A group of ex-miners led by local councillor Stan Crawford, acquired the 90acre Ollerton mine for £1 from British Coal and set about raising the £5m from European funding to remediate the site and create a truly sustainable community with a business park, housing, leisure and community facilities as part of a zero carbon masterplan. This audacious, award-winning concept created a truly comprehensive live-work solution. Center Parcs was one of the first companies to occupy the site with their new headquarters and in the early days, the business park flourished. Sadly SEV went into liquidation in 2006 due to funding issues trying to get the zero-carbon housing development off the ground. It was simply too far ahead of its time and housebuilders, who are now clamouring for Code for Sustainable Homes exemplar sites, simply did not understand the concept of ultra energy efficient homes.

There was something very neat about a zero-carbon development on the site of an old coalfield.

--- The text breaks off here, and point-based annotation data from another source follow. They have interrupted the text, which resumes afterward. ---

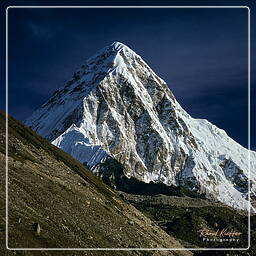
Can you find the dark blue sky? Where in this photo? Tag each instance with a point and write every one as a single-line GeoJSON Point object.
{"type": "Point", "coordinates": [200, 53]}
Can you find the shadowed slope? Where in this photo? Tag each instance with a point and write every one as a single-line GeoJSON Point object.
{"type": "Point", "coordinates": [55, 202]}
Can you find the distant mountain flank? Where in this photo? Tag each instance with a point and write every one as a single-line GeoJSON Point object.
{"type": "Point", "coordinates": [55, 202]}
{"type": "Point", "coordinates": [116, 107]}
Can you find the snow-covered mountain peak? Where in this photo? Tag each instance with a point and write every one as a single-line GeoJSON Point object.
{"type": "Point", "coordinates": [115, 105]}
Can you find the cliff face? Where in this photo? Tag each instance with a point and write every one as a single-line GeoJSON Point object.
{"type": "Point", "coordinates": [116, 106]}
{"type": "Point", "coordinates": [54, 202]}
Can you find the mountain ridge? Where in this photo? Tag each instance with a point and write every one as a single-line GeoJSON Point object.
{"type": "Point", "coordinates": [117, 106]}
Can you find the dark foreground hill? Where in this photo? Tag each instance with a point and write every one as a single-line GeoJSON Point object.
{"type": "Point", "coordinates": [54, 202]}
{"type": "Point", "coordinates": [183, 217]}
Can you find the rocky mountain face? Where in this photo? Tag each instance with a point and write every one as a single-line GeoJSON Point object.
{"type": "Point", "coordinates": [117, 107]}
{"type": "Point", "coordinates": [54, 202]}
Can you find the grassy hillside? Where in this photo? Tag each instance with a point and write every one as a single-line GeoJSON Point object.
{"type": "Point", "coordinates": [183, 217]}
{"type": "Point", "coordinates": [55, 202]}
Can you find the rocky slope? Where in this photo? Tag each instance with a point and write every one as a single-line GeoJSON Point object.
{"type": "Point", "coordinates": [183, 218]}
{"type": "Point", "coordinates": [116, 106]}
{"type": "Point", "coordinates": [54, 202]}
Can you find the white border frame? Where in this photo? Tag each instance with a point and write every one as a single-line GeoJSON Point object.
{"type": "Point", "coordinates": [129, 249]}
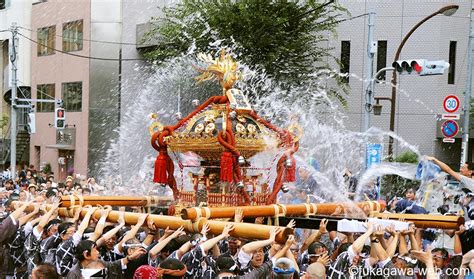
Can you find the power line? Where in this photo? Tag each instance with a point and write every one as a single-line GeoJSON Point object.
{"type": "Point", "coordinates": [94, 41]}
{"type": "Point", "coordinates": [81, 56]}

The idea that ‘energy’ was still at the heart of the community; but the opportunity to envisage ‘new energy’ and not the soul-destroying toil of coal extraction suffocating the souls of the workers and the lungs of the planet.

Now based back in Gloucestershire, I’m very much part of a drive to create a more sustainable county and am especially delighted to be Sustainability Advisor to Gloucestershire College, as they design a new low carbon, state-of-the-art further education campus which will be the focus of the regeneration of the Cinderford mining community in the Royal Forest of Dean.

It is my hope that this education and training hub will become the focal point – not just for an exemplar educational estate, but very much in Stan Crawford’s vision – to show how ‘new energy’ can rise Phoenix-like from a decimated community providing better jobs, in viable, sustainable and future-proofed sectors.

So to Mrs Thatcher I say, it was absolutely right to terminate the declining coal industry; but the way you went about it was absolutely wrong.  We are now in an era of massive innovation and investment in new technology and low carbon solutions – so let those ‘energy communities’ have their day again and let them become the new energy hubs of the future.